What’s the difference between GPUs and TPUs for AI processing?

Graphic processing units (GPUs) and tensor processing units (TPUs) are specialized ICs that support different types of artificial intelligence (AI) and machine learning (ML) algorithms. This article begins with a brief overview of tensors and where they fit into the mathematics of AI and ML; it then looks at the different structures of GPUs and TPUs and how they can be used for AI and ML applications and closes by considering where central processing units (CPUs) fit in.

In mathematics, a tensor is a generalized object like a scalar, vector, or matrix that has a rank, or dimension, of 0, 1, and 2, respectively. In AI and ML, the term tensor is usually applied to mathematical objects with ranks of 3 or greater (Figure 1).

Figure 1. When referring to AI and ML processors, the term tensor refers to matrices with ranks (dimensions) of 3 and greater. (Image: *MathisFun*)

Visually, a tensor with a rank of 3 could look like a cube, a tensor with a rank of 4 could look like a series of stacked cubes, and so on. In addition, all the values in a tensor are usually linked, so the tensor object obeys transformation rules like scaling or rotation.

Tensors are useful with complex data sets in machine learning like audio, images, and video. For example, a two-dimensional image can be represented using a tensor with a rank of 3, where the dimensions correspond to height, width, and color. A video can be represented using a tensor with a rank of 4 with the added dimension corresponding to time.

In ML, tensors can be used to calculate and manipulate characteristics of objects like edges and gradients. Gradients can be particularly useful for training models that use backpropagation. (For more information on backpropagation, see the article “How does a recurrent neural network remember?”)

How do GPUs work?

High-performance arithmetic logic units (ALUs) are the primary building block of GPUs.

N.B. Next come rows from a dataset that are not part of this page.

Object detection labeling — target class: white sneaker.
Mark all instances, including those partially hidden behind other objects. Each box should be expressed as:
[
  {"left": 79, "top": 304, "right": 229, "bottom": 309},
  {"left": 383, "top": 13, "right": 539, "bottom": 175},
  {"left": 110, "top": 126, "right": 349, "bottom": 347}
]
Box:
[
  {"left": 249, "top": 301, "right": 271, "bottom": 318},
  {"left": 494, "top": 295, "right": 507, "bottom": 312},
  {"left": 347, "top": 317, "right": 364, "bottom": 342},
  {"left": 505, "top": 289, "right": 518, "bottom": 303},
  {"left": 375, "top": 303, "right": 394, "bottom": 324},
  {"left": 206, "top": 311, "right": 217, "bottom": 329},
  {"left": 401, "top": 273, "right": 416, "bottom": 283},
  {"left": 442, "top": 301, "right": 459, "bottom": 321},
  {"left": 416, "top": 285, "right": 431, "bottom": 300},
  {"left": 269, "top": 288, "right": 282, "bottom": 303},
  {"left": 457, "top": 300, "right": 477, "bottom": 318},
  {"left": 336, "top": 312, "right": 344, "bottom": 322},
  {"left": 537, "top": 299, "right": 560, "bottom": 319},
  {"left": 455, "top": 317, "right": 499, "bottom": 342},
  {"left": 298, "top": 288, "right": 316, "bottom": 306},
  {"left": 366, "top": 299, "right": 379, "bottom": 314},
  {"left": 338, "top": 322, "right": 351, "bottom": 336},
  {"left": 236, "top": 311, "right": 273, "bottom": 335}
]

The ALUs provide the computational power for implementing the complex algorithms needed for AI and ML. GPUs are based on parallel computing and can perform thousands or millions of operations simultaneously.

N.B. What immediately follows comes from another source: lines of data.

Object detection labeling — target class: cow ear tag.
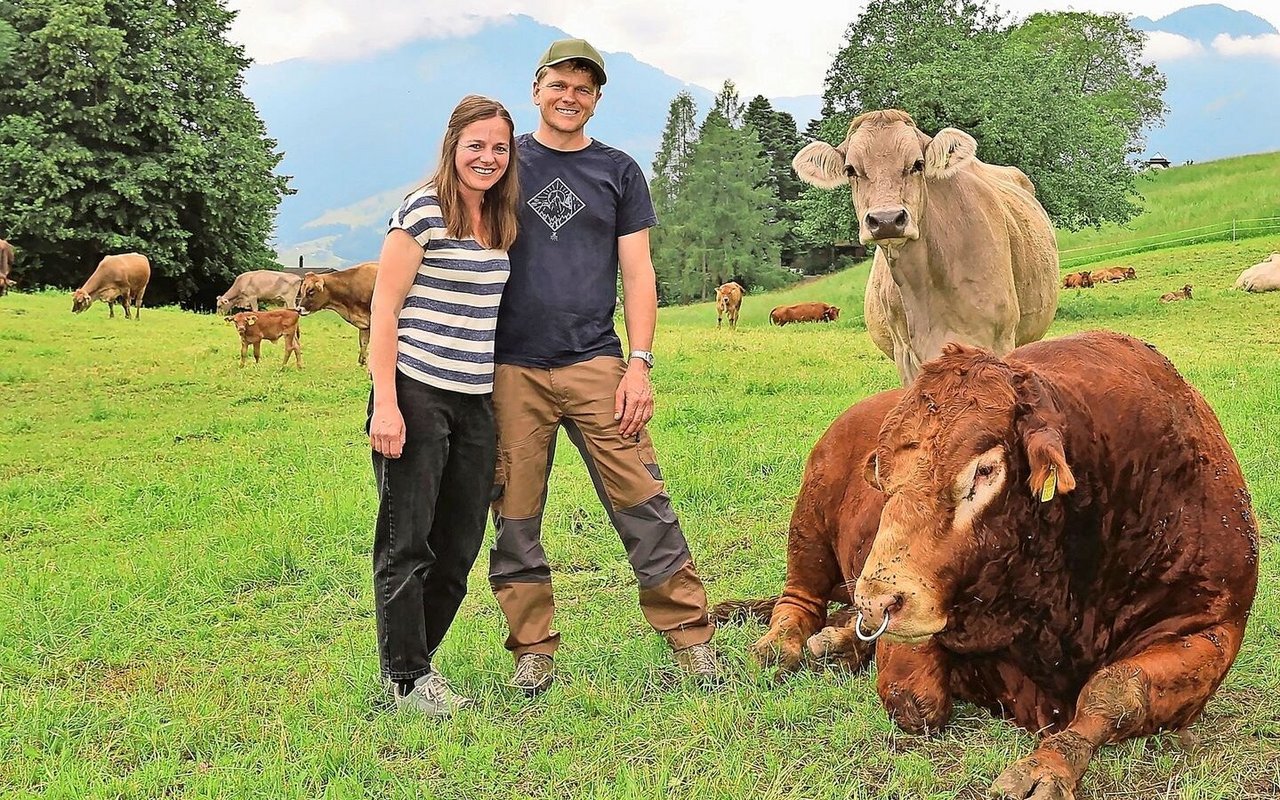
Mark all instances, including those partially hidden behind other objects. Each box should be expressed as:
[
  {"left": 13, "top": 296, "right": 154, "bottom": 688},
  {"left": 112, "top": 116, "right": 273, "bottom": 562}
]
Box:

GPUs employ a compute unified device architecture (CUDA) where individual processing units implement parallel tasks that enable them to process large datasets and perform complex calculations at once. The CUDA architecture in GPUs relies on single instruction multiple data (SIMD) to allow execution of the same instruction across numerous data points in parallel.

In addition to thousands of ALU compute units, a typical GPU includes several memory types, including global, shared, and registers, plus a high bandwidth memory (HBM) interface. Global memory is large but has a relatively high latency, and shared memory is fast but limited in size.

The compute units operate in groups called streaming multiprocessors (SM) that use global memory. Each SM includes multiple scalar processors, a scheduler, and shared global memory that enables data sharing and synchronization between threads. The HBM interface connects the GPU to the system memory and ensures high throughput in AI applications.

How do TPUs work?

TPUs are matrix processors specifically designed for neural network workloads. A matrix multiplier unit (MXU) is the primary building block in a TPU. An MXU is designed to perform large numbers of multiply-accumulate operations in parallel. A TPU also as a unified buffer, high throughput on-chip HBM, and an activation unit that performs non-linear functions.

The on-chip HBM can support large models, and TPUs can be connected into groups called Pods, which can simplify scaling the workload that can be handled. The DRAM operates as a single unit in parallel to support inputting the large number of weights used by the matrix multiplication section.

TPUs are often used as coprocessors or accelerators that execute commands received from the host processor, usually a CPU. The host is responsible for data preprocessing and delivering the data to the TPU. In addition, TPU boards are linked to CPU-based host systems to perform tasks that the TPUs aren’t designed to handle.

Figure 2. CPUs, GPUs, and TPUs are optimized for scalar, vector, and matrix operations, respectively. (Image: *LinkedIn*)

Where do CPUs fit in?

CPUs are designed for scalar operations compared with vector operations in a GPU and matrix operations in a TPU (Figure 2). CPUs are often used with TPUs as the “control” processor. They feature several cores, but not thousands like GPUs. CPUs are good for serial processing and can handle a small number of simultaneous (parallel) operations. They are more flexible than GPUs or TPUs and can be programmed easily for a wide range of computational tasks.

Summary

GPUs and TPUs are specialized processors developed to support AI and ML algorithms. GPUs are designed to efficiently perform large numbers of vector operations in parallel, while TPUs implement matrix operations. GPUs are used as standalone processors, while TPUs act as accelerators or coprocessors, usually in combination with a CPU.